Cryptocurrencies have gained widespread recognition on a global scale, while institutional investors are expanding their portfolios, the collapse of Terra UST has come. The secondary effects of this event will manifest themselves in greater unreliability in the market. Already many names, including the former chairman of the Fed, have begun to talk about what kind of wild west it is.

Description of the cryptocurrency

Former chairman of the US Federal Reserve Ben Bernanke told CNBC on Monday that, in his opinion, bitcoin does not work as money or a means of saving, digital gold.

“If Bitcoin replaced fiat money, you could use Bitcoin to buy groceries. No one buys food with bitcoins because it is very expensive and burdensome. Because of its unstable value, people cannot buy goods with Bitcoin.”
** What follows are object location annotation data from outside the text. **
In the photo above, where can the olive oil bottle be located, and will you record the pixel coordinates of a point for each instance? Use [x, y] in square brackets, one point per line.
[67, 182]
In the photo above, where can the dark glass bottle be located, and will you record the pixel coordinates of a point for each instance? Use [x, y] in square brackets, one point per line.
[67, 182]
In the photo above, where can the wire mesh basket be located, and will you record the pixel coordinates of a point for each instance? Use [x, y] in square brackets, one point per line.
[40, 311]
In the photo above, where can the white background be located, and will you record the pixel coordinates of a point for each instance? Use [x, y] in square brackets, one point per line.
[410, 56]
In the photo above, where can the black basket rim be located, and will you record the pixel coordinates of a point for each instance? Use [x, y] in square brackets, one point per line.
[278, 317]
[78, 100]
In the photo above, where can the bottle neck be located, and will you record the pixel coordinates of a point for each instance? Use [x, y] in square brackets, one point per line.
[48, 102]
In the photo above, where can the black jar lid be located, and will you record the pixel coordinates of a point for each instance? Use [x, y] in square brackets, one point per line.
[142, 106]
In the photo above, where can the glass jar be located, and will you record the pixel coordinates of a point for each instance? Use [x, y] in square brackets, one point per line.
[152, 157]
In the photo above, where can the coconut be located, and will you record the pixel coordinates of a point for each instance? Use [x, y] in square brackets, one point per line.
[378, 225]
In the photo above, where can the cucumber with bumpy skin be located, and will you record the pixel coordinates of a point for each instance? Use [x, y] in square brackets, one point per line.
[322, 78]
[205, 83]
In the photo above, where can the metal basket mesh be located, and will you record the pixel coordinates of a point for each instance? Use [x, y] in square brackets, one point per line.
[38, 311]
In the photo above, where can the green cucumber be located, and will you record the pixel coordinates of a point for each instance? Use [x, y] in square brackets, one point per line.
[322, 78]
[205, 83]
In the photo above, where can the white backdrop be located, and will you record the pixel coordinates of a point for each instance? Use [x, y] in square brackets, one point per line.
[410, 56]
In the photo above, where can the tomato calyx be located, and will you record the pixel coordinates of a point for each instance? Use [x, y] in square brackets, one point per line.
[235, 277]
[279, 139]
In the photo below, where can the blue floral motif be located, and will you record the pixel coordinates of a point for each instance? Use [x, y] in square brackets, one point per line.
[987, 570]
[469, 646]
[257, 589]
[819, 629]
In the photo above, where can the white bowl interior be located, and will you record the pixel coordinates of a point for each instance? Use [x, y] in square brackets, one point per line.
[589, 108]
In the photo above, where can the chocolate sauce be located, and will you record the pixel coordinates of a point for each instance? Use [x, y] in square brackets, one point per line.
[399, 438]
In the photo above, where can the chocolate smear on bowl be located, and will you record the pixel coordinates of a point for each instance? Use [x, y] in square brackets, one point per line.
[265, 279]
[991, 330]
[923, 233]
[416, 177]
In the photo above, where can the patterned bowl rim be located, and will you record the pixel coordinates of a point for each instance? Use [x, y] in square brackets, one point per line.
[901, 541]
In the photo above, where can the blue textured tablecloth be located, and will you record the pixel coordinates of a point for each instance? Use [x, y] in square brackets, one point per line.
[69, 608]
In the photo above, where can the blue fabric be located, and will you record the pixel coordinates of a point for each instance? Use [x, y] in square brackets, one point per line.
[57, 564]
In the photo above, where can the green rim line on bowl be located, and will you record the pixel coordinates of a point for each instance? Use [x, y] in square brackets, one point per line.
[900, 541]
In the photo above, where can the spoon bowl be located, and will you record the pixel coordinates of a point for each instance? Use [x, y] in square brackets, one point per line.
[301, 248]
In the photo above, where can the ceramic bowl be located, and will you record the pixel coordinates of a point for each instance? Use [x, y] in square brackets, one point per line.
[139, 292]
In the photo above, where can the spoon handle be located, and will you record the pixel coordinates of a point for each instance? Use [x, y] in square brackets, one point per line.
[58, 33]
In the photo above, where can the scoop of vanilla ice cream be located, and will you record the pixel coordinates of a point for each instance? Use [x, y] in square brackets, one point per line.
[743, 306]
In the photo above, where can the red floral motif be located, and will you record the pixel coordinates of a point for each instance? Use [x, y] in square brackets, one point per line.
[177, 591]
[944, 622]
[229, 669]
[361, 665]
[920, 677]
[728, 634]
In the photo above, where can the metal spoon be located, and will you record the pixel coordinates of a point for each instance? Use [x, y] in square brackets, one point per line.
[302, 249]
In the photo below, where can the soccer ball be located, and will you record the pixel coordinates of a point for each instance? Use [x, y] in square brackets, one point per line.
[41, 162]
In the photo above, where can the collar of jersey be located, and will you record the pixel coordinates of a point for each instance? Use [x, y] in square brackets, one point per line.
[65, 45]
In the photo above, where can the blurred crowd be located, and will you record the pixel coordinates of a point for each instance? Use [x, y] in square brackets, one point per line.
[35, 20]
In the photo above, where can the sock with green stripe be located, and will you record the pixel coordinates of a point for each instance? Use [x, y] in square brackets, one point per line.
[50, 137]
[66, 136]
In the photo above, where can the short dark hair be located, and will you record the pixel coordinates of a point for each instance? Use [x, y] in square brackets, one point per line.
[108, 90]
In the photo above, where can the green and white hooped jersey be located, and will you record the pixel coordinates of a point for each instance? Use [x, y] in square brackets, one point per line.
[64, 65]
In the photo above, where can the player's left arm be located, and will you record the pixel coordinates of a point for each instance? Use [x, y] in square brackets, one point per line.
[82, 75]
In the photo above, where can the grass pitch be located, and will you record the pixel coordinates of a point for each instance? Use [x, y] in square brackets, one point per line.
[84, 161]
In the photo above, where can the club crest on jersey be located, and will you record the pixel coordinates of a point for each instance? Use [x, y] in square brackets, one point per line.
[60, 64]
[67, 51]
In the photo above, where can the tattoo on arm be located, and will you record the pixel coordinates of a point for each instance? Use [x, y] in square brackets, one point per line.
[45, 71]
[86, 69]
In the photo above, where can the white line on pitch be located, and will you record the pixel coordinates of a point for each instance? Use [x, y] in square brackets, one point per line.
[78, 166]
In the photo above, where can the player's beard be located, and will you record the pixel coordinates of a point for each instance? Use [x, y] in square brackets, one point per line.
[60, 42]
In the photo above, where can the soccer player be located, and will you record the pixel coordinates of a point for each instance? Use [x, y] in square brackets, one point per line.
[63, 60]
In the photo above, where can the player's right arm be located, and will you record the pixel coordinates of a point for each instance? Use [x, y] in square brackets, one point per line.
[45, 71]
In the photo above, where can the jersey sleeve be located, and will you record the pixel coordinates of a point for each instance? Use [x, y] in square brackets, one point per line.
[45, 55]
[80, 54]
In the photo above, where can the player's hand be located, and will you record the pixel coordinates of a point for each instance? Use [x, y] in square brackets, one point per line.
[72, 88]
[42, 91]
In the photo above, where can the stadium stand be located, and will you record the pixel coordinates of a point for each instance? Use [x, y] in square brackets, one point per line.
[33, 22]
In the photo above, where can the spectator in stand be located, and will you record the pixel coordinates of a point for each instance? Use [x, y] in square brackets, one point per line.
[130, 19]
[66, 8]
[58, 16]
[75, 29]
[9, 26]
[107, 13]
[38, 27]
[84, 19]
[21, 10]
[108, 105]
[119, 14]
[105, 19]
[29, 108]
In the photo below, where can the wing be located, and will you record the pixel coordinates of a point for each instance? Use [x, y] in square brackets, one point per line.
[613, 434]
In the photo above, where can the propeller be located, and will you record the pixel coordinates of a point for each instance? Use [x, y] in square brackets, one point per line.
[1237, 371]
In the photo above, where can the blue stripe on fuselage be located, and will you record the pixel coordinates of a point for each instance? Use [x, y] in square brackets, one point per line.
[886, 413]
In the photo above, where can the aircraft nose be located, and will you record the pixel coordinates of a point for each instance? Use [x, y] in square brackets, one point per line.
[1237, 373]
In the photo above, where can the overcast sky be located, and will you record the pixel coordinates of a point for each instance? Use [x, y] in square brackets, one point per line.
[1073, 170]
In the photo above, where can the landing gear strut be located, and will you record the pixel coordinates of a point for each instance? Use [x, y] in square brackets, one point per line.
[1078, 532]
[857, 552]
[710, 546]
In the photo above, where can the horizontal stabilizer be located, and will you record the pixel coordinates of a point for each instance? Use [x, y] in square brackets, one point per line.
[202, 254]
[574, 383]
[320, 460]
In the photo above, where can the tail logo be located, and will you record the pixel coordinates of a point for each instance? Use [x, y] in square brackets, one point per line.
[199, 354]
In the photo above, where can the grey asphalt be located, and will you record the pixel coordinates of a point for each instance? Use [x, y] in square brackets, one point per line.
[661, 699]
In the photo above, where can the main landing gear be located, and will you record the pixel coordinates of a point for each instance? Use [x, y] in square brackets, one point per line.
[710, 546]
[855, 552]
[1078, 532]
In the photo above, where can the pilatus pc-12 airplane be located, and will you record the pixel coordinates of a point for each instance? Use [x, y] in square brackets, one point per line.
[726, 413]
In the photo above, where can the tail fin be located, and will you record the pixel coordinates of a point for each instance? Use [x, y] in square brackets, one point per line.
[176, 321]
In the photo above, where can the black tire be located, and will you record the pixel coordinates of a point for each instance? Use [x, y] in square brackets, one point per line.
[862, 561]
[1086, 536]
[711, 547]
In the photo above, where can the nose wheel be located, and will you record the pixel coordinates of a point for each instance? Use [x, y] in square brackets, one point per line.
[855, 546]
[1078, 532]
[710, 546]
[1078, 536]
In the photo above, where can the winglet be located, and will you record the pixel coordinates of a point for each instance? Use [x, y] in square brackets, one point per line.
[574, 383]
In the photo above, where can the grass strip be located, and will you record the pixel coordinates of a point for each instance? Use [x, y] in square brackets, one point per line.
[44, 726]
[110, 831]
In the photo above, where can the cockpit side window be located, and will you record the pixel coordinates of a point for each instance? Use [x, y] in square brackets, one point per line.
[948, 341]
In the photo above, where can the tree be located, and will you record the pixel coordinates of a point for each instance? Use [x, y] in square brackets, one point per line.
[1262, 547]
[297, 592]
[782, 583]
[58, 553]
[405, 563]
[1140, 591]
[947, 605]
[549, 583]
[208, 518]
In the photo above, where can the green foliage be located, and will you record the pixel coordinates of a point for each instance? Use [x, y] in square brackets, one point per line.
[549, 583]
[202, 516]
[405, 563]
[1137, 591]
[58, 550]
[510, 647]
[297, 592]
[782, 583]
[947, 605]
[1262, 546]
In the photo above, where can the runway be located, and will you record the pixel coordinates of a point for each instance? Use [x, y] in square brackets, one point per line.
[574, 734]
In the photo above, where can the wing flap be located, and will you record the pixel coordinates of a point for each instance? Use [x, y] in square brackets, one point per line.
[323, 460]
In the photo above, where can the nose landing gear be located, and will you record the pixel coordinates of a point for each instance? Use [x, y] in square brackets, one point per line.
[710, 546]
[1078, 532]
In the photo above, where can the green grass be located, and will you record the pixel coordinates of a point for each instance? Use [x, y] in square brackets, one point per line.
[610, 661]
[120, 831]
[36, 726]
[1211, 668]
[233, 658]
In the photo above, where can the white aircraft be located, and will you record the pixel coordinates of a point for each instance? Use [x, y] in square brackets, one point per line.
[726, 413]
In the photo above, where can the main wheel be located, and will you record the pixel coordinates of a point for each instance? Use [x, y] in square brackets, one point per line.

Can be used for Bitcoin payments

Bitcoin payment transactions are being tested in real time in El Salvador. Millions of people do not face any problems when paying. Thanks to the Lightning network, payments are made quickly and cheaply. They can be instantly converted into dollars thanks to intermediary institutions or smart wallets. Thus, the buyer and seller do not face any problems. The lack of price stability, of course, can affect buyers if they have a significant amount of bitcoin.

Former Federal Reserve Chairman Ben Bernanke is sometimes called “helicopter Ben” because in 2002 he suggested that the Fed could simply dump money from helicopters to avoid deflationary conditions. Bernanke touched on the topic of digital gold.

“Gold has a basic consumer value. You can use it to fill in the blanks. The main value of using bitcoin is to run a ransomware program or something like that.”

Yes, he is a boomer, and the huge disappointment from Terra UST gives him the right to say so. Even some investors in the cryptocurrency markets have lost confidence. The sudden disappearance of billions of dollars and the sudden loss of millions of dollars of investments caused people sadness and anger.

Returning to monetary policy, Bernanke, who was behind the initial zero interest rate policy and quantitative easing, criticized the current Fed for not acting quickly enough to tighten monetary policy in the face of rising inflation. Bernanke said that even under a “favorable scenario,” the economy would slow down and unemployment would rise even if inflation remained high.